Sujet n°19  -  la meilleure marque de peinture ?
    -  par chris87 le 08/01/2015 - 10:08

Bonjour


Old Holland,Blockx,Leroux,Hardling,Marin,Rembrandt...peut on faire un classement qualitatif de ces peintures en fonction de leur pouvoir couvrant   et de la finesse des pigments utilisés  ?


Il s'agit d'utiliser une peinture qui ne  comporte aucun agent de charge mais juste une huile siccative  (lin ou noix de préference) et une charge pigmentaire maximale.


Enfin est ce qu'une peinture "faite maison",avec une simple molette à broyer peut soutenir la comparaison avec la meilleure des marques précitées (tjs en fonction de la finesse pigmentaire et de l'opacité)?



Réponse n° 1
    -  par ChristianVIBERT le 08/01/2015 - 21:28

Bonjour à vous,

Les années 1840, en Angleterre, marquent les débuts de la peinture artistique conditionnée sous forme de tubes souples. Depuis, les matériaux pour artistes peintres ont peu à peu, et de plus en plus, échappé au contrôle des artistes eux-mêmes pour passer entre les mains (ou plutôt les machines) des industriels, même si certains d'entre eux, par exemple Leroux, continuent à œuvrer dans un esprit proche de l'artisanat. Mais est-ce au bénéfice des artistes ou non ? La peinture proposée est-elle, depuis, de meilleure qualité ou non ? Vaste question à laquelle nous allons essayer de répondre de la manière la plus succincte possible.

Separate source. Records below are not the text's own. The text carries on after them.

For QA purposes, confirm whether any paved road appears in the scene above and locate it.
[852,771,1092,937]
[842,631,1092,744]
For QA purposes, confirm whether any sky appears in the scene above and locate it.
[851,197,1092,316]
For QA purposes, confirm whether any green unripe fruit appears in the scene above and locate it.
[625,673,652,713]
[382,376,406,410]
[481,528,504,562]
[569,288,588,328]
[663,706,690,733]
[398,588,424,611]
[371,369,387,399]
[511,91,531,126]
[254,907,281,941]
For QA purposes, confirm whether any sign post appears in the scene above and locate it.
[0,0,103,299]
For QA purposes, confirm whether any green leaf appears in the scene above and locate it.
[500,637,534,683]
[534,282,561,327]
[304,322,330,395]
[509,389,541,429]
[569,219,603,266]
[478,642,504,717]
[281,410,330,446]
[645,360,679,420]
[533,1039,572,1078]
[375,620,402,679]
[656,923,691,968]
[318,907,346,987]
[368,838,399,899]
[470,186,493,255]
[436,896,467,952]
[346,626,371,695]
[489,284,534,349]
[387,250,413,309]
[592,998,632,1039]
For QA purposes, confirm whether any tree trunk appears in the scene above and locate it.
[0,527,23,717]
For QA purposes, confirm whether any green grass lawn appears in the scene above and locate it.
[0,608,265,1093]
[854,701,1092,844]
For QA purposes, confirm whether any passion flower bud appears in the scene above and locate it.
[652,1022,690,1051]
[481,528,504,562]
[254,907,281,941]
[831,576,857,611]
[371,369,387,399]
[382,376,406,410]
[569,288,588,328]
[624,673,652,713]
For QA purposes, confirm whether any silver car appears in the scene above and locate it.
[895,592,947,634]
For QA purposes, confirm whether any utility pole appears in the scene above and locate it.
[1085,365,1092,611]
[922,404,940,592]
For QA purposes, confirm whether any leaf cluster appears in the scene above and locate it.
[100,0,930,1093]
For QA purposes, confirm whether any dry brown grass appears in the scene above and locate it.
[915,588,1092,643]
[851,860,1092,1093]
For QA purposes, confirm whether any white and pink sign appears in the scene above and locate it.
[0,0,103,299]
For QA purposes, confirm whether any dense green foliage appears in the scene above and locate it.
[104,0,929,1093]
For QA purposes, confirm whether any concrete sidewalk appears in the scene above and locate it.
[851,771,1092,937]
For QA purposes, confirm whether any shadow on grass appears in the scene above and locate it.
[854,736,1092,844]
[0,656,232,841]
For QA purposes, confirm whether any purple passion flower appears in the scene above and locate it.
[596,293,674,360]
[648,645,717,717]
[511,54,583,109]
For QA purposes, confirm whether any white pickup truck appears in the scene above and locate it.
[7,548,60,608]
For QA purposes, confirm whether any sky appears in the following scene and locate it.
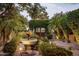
[21,3,79,20]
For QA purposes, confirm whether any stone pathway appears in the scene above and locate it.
[53,41,79,56]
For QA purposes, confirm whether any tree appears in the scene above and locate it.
[20,3,48,20]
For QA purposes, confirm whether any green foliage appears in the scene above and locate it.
[3,41,17,55]
[29,20,49,28]
[39,42,72,56]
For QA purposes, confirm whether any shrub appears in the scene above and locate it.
[41,38,49,42]
[47,34,52,39]
[39,42,72,56]
[3,41,17,55]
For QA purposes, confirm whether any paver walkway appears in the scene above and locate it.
[53,40,79,56]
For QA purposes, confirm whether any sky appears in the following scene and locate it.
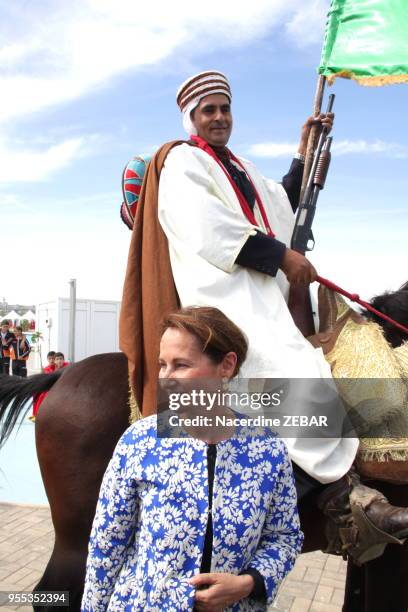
[0,0,408,304]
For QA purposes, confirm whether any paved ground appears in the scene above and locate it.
[0,503,346,612]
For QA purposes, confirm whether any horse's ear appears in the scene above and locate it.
[317,285,351,332]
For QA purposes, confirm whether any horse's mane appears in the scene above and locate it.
[362,282,408,348]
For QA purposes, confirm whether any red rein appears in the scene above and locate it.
[316,276,408,334]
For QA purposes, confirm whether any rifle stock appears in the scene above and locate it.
[288,94,334,337]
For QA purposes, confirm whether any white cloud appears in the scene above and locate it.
[247,140,408,158]
[0,0,322,121]
[0,138,85,183]
[286,0,329,47]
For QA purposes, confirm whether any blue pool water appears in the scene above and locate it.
[0,411,48,505]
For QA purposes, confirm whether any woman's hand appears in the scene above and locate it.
[189,573,255,612]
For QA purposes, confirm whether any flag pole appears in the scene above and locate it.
[288,75,326,338]
[299,74,326,202]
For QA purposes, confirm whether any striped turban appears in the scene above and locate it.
[177,70,232,135]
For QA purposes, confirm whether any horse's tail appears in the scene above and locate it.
[0,369,64,447]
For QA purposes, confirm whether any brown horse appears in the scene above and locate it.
[0,288,408,612]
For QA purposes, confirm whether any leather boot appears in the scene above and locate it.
[318,470,408,565]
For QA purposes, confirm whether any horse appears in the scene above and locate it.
[0,285,408,612]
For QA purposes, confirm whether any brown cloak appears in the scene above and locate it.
[119,140,185,417]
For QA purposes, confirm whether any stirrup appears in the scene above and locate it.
[339,503,405,565]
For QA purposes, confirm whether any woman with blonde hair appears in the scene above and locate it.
[82,307,303,612]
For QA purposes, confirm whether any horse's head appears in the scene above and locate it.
[363,282,408,348]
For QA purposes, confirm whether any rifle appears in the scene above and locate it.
[288,94,334,337]
[290,94,334,255]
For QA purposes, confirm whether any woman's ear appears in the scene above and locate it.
[220,351,238,378]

Il faut tout de suite préciser que les motivations de l'artiste et de l'industriel ne sont pas de même nature. Le premier désire un produit le plus durable et le plus adapté à son travail, cependant au prix d'un effort et d'une perte de temps réduits au minimum. Le second envisage les bénéfices financiers qu'il pourra tirer de sa production. D'un côté, la qualité et la facilité de manipulation sont les critères primordiaux ; de l'autre, l'aspect économique et financier est le moteur de la démarche.

Ces deux points de vue peuvent se rejoindre, l'industriel décidant de produire la meilleure peinture possible de manière à faire pencher le choix de l'artiste pour sa production et à s'assurer sa fidélité ; l'artiste reconnaissant la qualité du produit et acceptant d'en payer le prix eu égard au fait que l'industriel lui facilite grandement le travail. En effet, si, autrefois, les ateliers des Maîtres accueillaient de nombreux apprentis, ce n'était pas a priori seulement pour leur apprendre le Métier, mais avant tout pour qu'ils assument la lourde tâche de préparer les matériaux !

Cette vision idyllique n'est malheureusement pas toujours au rendez-vous... On peut commencer par se demander pourquoi la plupart des marques proposent plusieurs lignes de produits : peintures "études", "fines", extra-fines", etc. Les différences tiennent à plusieurs paramètres : nature des pigments, déjà. Une "extra-fine" proposera un jaune de cadmium véritable, par exemple, quand une "fine" se suffira d'un jaune azoïque, de même puissance colorante, mais nettement moins fixe à la lumière. La concentration pigmentaire est le second paramètre sur lequel les industriels peuvent jouer. Là où une "extra-fine" contiendra le minimum de liant pour le maximum de pigments, une "étude" sera chargée au moyen d'additifs neutres (talc, craie, silice pyrogénée, silicate ou stéarate d'aluminium...) qui, sans modifier nettement la coloration de la pâte, vont, en absorbant une quantité de liant importante, faire gonfler le volume obtenu, d'où un prix de revient moindre. La contrepartie sera la perte d'opacité.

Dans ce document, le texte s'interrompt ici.